Taking into account customers for other suites, two-thirds (66%) of revenues now come from suite sales, up from 60% a year ago. The overall net retention rate is also up, to 104% from 102% a year ago. This is expected to continue trending up through FY27.

What if agents are consuming Box services through the platform API rather than the traditional user seat licensing model? "We already have a business model for that," says Levie, with API and AI unit consumption options as an alternative to user seats. He continues:

We can grow either through platform consumption or we grow through continued seat adoption, both of which we're seeing right now in the business. And so I think we're protected on both dimensions there. It's really, again, because of the critical nature of how companies need to manage this information.
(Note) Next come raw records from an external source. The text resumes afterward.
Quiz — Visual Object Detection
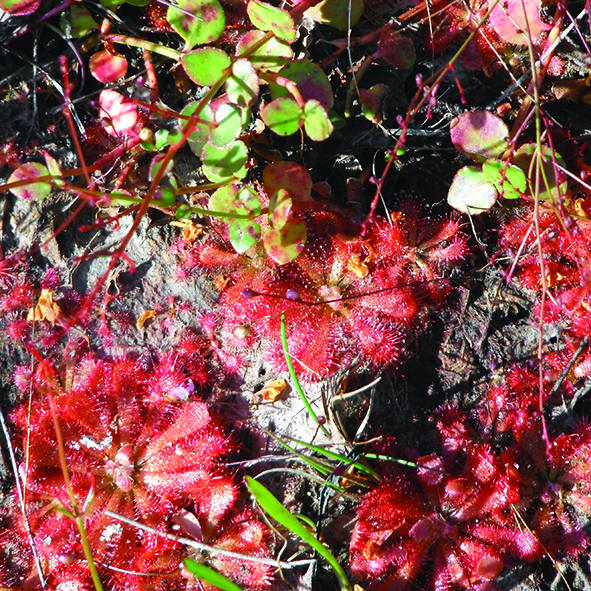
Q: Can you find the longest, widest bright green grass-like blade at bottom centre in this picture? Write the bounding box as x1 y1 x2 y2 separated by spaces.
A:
246 476 351 591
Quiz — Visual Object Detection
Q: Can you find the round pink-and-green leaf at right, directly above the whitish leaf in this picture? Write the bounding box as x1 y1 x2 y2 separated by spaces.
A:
449 110 509 162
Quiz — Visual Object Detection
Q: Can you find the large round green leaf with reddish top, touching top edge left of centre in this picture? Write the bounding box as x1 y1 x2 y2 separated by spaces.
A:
166 0 226 49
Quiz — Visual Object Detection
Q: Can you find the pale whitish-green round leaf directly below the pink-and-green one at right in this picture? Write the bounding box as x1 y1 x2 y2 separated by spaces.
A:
447 166 497 215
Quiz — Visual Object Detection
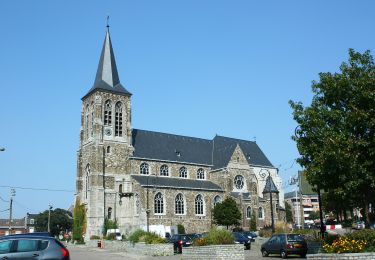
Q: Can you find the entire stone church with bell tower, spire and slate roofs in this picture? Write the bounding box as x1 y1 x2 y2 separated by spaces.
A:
76 30 285 238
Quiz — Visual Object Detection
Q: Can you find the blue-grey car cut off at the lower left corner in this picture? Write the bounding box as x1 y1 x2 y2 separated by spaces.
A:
0 234 70 260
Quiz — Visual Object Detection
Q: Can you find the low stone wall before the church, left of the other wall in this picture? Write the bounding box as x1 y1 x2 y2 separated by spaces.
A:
86 240 174 256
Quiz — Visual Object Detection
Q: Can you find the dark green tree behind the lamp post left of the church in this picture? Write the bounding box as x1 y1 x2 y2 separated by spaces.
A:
35 208 73 236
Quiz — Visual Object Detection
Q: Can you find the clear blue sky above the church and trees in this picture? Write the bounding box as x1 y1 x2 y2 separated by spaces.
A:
0 0 375 218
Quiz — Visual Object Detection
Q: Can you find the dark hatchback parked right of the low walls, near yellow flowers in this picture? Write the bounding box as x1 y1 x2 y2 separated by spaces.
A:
260 234 307 258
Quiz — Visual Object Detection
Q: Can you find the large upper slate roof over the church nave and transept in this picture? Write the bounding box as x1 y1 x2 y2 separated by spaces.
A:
132 129 273 169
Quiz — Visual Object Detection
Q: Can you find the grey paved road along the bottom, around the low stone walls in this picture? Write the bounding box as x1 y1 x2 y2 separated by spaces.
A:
68 241 301 260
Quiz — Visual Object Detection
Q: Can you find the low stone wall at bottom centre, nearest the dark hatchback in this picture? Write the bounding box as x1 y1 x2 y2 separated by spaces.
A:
182 244 245 260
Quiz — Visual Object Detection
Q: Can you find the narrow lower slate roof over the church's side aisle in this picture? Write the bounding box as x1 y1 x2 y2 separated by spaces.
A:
131 175 224 192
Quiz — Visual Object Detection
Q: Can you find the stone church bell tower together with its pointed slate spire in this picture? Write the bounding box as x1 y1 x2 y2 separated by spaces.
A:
76 26 133 239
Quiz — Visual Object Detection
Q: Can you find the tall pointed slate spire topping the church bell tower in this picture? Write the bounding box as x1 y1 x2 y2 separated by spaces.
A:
83 26 131 98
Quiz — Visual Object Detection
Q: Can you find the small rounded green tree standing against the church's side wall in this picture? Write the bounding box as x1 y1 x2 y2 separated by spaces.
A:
214 197 241 229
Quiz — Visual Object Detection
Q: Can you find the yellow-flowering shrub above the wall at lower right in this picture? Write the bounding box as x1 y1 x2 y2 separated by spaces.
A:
323 237 366 254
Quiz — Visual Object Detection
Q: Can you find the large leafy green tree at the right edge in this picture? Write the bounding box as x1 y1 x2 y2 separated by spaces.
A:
289 49 375 225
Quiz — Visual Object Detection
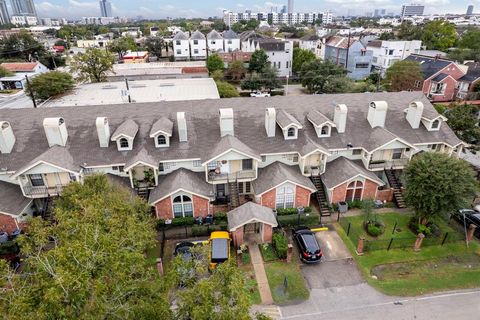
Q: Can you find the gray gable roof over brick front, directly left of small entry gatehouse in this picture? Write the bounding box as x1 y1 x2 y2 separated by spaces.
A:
148 168 213 205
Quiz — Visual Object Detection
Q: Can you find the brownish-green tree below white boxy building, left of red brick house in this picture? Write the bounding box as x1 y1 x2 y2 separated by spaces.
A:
385 60 423 91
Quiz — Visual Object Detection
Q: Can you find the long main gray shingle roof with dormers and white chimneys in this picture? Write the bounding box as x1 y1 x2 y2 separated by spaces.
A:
0 92 461 171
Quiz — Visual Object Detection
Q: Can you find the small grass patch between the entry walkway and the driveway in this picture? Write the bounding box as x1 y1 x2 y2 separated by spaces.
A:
265 262 310 305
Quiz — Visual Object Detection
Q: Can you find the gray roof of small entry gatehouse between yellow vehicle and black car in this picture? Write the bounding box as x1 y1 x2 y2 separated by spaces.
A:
227 202 278 231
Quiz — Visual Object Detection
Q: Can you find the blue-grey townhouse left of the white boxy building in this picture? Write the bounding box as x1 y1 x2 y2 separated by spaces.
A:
325 36 373 80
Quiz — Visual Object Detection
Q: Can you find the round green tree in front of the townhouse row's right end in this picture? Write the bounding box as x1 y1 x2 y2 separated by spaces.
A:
403 152 477 225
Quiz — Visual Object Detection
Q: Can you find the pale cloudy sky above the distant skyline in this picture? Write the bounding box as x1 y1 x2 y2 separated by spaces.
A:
28 0 480 19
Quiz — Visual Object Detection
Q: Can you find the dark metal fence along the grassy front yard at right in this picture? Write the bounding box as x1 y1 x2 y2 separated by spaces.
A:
340 218 465 252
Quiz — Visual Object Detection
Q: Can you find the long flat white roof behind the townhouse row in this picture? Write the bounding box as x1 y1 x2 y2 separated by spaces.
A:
42 78 220 107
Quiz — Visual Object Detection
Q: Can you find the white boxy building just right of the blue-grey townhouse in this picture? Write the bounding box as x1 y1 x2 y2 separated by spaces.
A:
367 40 422 76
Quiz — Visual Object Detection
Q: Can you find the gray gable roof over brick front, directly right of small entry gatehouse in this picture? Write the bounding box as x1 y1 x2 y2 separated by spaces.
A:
253 162 316 195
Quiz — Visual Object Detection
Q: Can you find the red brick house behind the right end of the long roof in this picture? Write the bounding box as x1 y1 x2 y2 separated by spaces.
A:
405 54 466 102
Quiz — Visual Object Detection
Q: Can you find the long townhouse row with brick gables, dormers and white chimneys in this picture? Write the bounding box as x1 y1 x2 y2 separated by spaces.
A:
0 92 463 237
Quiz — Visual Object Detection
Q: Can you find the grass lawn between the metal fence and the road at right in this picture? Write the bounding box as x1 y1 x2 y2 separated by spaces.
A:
336 220 480 296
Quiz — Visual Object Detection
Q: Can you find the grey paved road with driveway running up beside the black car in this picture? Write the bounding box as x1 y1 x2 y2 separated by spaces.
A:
280 231 480 320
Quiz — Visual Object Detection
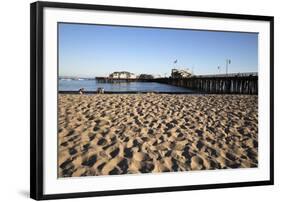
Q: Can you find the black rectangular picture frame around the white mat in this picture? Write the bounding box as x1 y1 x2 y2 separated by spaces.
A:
30 2 274 200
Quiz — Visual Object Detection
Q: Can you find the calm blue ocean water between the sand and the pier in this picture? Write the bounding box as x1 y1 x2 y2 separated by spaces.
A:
59 79 192 93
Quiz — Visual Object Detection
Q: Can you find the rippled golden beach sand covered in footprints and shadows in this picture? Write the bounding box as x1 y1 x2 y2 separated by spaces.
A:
58 94 258 177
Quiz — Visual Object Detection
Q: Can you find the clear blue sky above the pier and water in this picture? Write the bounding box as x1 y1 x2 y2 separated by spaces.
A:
59 23 258 77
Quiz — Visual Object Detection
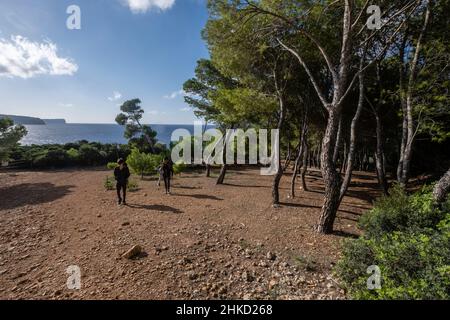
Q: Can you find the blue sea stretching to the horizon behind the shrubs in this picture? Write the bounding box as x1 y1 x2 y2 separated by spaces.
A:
20 123 209 145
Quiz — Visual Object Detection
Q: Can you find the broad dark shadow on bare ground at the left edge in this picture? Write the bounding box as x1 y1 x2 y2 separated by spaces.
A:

You need data governance, you need data security, you need compliance, you need data residency. None of that can go away in a world of agents.

In fact, probably it becomes more important in a world of agents, because if you have 100 times more agents running around doing loan processes than you had people, the chance of a mistake happening, the risks of an agent revealing the wrong piece of information to a client, goes up exponentially. Those agents don't have context for what they should or shouldn't be sharing. It's very easy to prompt-inject those agents. There's a lot of risks that can emerge. So you need to give them isolated environments, but those are isolated environments that need some degree of controls and mechanisms and, in many cases, collaboration with the user. So that's what we're powering.

That's what our platform has always done for humans and for applications, and now we're adding agents into the mix. And why we see this as, again, just universally, a good thing.

My take

As we keep on saying here at diginomica, systems of agents need systems of knowledge, and as that need for knowledge accelerates, vendors like Box are well placed to benefit. Levie argues the case persuasively.